Goldman Sachs reportó una ganancia récord por acción de $20,98, con ingresos netos de $20,34 mil millones. La ganancia neta fue de $6,63 mil millones y el rendimiento sobre el capital alcanzó un histórico 23,5%. El motor clave fue la suscripción: las comisiones por colocación de acciones aumentaron un 130%, y por emisión de deuda, un 75%. Las comisiones de inversión totales se dispararon un 55% hasta $3,40 mil millones.
Bank of America mostró una ganancia neta de $9,1 mil millones (+27%), Wells Fargo de $6,4 mil millones y Citigroup de $5,8 mil millones, frente a $4 mil millones del año anterior.
La infraestructura es más rentable que el producto
El sistema financiero moderno se puede comparar con una autopista de pago para el dinero. Terminales de negociación, bóvedas de custodia, servicios de compensación y centros de liquidación: todos cobran una comisión por cada transacción. En el segundo trimestre, fueron precisamente estos "peajes" los que generaron la mayor parte de los ingresos de los bancos.
El crédito tradicional, donde los bancos ganan por la diferencia entre tasas, se mantuvo estable pero casi no creció. La diferencia es fundamental: el ingreso por infraestructura crece con el aumento de la actividad, mientras que la ganancia por crédito solo lo hace cuando cambian las tasas de interés.

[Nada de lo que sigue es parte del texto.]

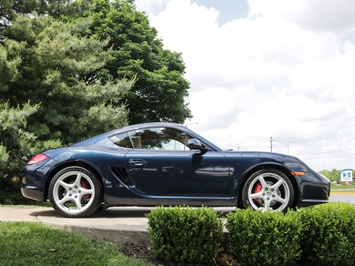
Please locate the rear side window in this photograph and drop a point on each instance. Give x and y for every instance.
(153, 139)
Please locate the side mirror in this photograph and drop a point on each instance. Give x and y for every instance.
(195, 144)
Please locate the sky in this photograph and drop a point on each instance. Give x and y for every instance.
(262, 69)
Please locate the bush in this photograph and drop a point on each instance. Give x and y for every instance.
(184, 234)
(264, 238)
(328, 235)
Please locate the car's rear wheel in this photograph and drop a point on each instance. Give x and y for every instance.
(268, 189)
(75, 192)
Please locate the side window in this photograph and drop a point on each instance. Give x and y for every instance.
(122, 140)
(159, 139)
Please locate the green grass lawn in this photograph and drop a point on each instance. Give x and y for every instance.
(25, 243)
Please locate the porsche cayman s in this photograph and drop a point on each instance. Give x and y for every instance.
(155, 164)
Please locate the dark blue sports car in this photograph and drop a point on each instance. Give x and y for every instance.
(167, 164)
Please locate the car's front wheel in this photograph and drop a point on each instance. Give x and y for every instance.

Un ejemplo opuesto es IBM. La compañía reportó ingresos preliminares de aproximadamente $17,2 mil millones, por debajo de las expectativas. Las acciones de IBM cayeron un 22% en el premercado. Los presupuestos corporativos se dirigen a chips, soluciones intensivas en energía y capacidad de centros de datos —una versión tecnológica de la nueva infraestructura—, no al software antiguo.
Por qué esto es importante para el mercado cripto
La ganancia récord de las divisiones de inversión confirma la alta liquidez de los mercados y la disposición de los inversores al riesgo. Históricamente, son precisamente estas fases del ciclo monetario las que respaldan el precio de bitcoin y las altcoins. Tras la aprobación de los ETF de bitcoin al contado en EE. UU., el ámbito cripto se desarrolla en sincronía con el mercado bursátil clásico.
Es notable que los propios bancos están construyendo activamente infraestructura digital. Más de 15 grandes bancos compiten por el liderazgo en la tokenización financiera en sus propias redes cerradas. La división blockchain de JPMorgan, Kinexys, ha procesado operaciones por más de $4 billones desde su lanzamiento, y el volumen diario promedio supera los $7 mil millones. El token de depósito JPMD ahora opera en Base, una red pública de Ethereum.
BlackRock y HSBC se unieron recientemente a la iniciativa británica de tokenización de activos, que, según estimaciones del gobierno, podría agregar $44 mil millones al PIB anual del país para 2035. Un nuevo índice Strategy estima el nivel de adopción de bitcoin entre los principales bancos en un 32%.
Mi análisis: Los bancos clásicos entienden perfectamente que su modelo de negocio actual —cobrar comisiones por infraestructura— está bajo amenaza directa de las finanzas descentralizadas y las stablecoins. Por eso no se resisten, sino que construyen activamente su propia infraestructura blockchain. La pregunta principal no es si la criptomoneda reemplazará a los bancos, sino quién —los gigantes tradicionales o los nuevos protocolos— construirá el sistema de liquidación del futuro.